Der bucklichte Fiedler is a Lower-Rhenish folk song which Brahms had previously set to
its original tune as a solo song, but in 1883 he recomposed it for four voices with his own melody
and a bow to the past in colorful madrigalisms depicting the dance, the fiddling, the Walpurgisnight
witches—and doing so with some haunted parallel fifths and in the Lydian mode, which gives it a
slightly Bartokian air.
Letztes Glück uses a madrigalist image of falling leaves in descending two-note phrases to
depict the chill emptiness of year’s end.

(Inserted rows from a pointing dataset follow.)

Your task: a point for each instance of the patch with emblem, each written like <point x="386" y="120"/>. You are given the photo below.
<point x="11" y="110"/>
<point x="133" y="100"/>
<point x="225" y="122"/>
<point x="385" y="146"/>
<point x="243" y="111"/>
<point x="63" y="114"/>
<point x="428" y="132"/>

Claude Debussy is not generally thought of as a choral composer, despite some colorful
and sonorous choral passages in several larger works. But his Trois Chansons are a thoroughly
Debussyan homage to the madrigal tradition—even to the choice of texts, which were by the
15th-century Charles d’Orleans. He wrote Dieu! Qu’il la fait bon regarder in 1898, along with a
companion piece about the bitterness of winter. Ten years later he set Quand j’ay ouy le tabourin
and published all three.
As with Debussy, Maurice Ravel’s major reputation as a choral composer is largely
based on his set of three a cappella chansons (though Ravel had, at least, composed five pieces
for solo voice, SATB chorus, and orchestra, in the first years of the century and, of course, the
brilliant writing that treats the chorus as a part of the orchestra in Daphnis and Chloe. But the Trois
Chansons, composed to his own texts during the first months of World War I, are his finest and
most original works for vocal ensemble. Trois beaux oiseaux du Paradis employs a favorite Ravelian texture—solo soprano against
mixed voices, here movingly depicting the separation—perhaps forever—of a loved one who has
gone off to war. Nicolette is a cheerful, if cynical, Frenchman’s view of what it is women are
looking for.
Glenn Gould was, of course, one of the most honored and discussed pianists during his
brief active concertizing career and the longer period of relative silence when he occasionally
recorded in the studio but no longer appeared in public. Few people know that he was also a
composer, trained in and mostly preferring to pursue Schoenberg’s twelve-tone system. Naturally
he wrote some piano pieces, but his major work was a large single-movement string quartet. And
what may well be his only vocal work takes aim at the Bach style with a fugue that describes itself
as it unfolds. It was a stroke of genius when American composer Peter Schickele invented “the last
and least” of the sons of J.S. Bach, the unsurpassably imcompetent P.D.Q. Bach. Periodically
Schickele’s “research” has resulted in the fortunate (?) “discovery” of a new work from the
deathless hapless composer. Normally P.D.Q. falls flat on his face while attempting music in the
style of various 18th-century composers, but in this case he is really spreading his wings, taking on
one of the most famous of Elizabethan madrigals, “My bonnie lass she smileth” as only he can do
it.
Organist, composer, and teacher Peter Lutkin spent almost his entire life in the upper
Midwest. Born in Wisconsin, he studied in Europe and became the organist at a series of Chicago
churches in the 1880s and ’90s. He founded the School of Music at Northeastern University
about 1895. His compositions all seem to have been intended for church use. The setting of the
benediction, drawn from Numbers 6:24, followed by a sevenfold “Amen,” is sung every Sunday
in hundreds, perhaps thousands, of Protestant churches in the United States.